New Jersey Gov. Phil Murphy visits Israel amid escalation in Gaza
New Jersey Gov. Phil Murphy is traveling to Israel on Sunday for a four-day economic development mission, marking his third official visit to Israel since he was elected governor in 2017. It is his eighth trip to the Jewish state since 2014.
Murphy will meet with Israeli President Issac Herzog, business and tech leaders and also visit Ramallah for meetings with Palestinian officials. He is accompanied by his wife, Tammy Snyder Murphy, and Delaware Gov. John Carney. The trip is sponsored by the Center for Innovative Policy, a Democratic-aligned think tank.

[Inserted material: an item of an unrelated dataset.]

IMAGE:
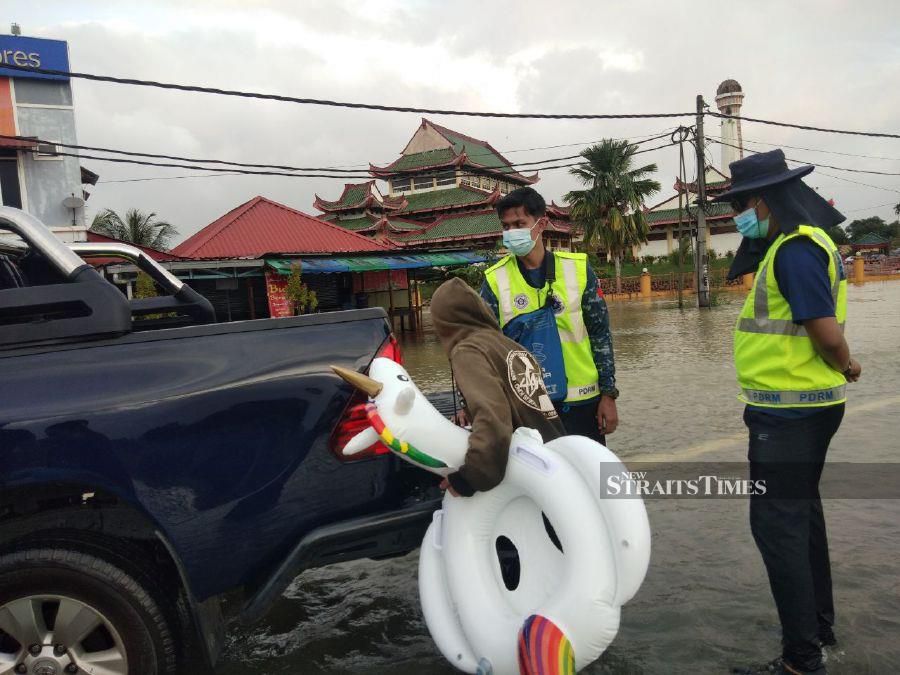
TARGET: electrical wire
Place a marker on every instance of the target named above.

In an interview, Murphy said that “deepening ties with one of our country’s most important allies” on the entrepreneurial and business level, as well as on the academic and higher education front, is a major focus on this trip. “We are very excited to come there,” he said.
Murphy said he didn’t have any second thought of postponing the visit in wake of the escalation on the border between Israel and Gaza. More than 500 rockets have been fired at Israeli cities by the Islamic Jihad terrorist group in the Gaza Strip since Israel launched a military offensive against the group’s leadership and infrastructure on Friday.
“I have never let the circumstances of the moment get in the way of my going there,” Murphy said. He noted that his first trip to Israel took place at the height of the war in Gaza, known as Operation Protective Edge, in the summer of 2014. While some advised him not to go at the time, Murphy said he told them, “If you’re not with folks you claim are friends with us at challenging times, then what kind of a friend are you?”
“I was proud of the fact that I went, and I would say the same thing about this trip,” he added. “A friend is a friend, and we are going to make sure we remind folks that Israel is as strong of an ally that we have.”
New Jersey is home to the fourth-largest Jewish community in the U.S. and has the second-largest Jewish population per capita of any other state, trailing New York. Last November, Murphy won a close reelection bid with the help of the Jewish community.
During his first term, Murphy traveled to Israel twice and renewed the New Jersey-Israel Commission, which oversees trade relations with Israel and was originally established in 1988.
Murphy said that as chief executive of the state, he hopes New Jerseyans of all stripes support him “carrying out a legacy of relations and trade missions with the State of Israel.”
The New Jersey governor was recently elected as chair of the bipartisan National Governors Association (NGA).
Murphy will also pray at the Western Wall and tour the Yad Vashem Holocaust museum.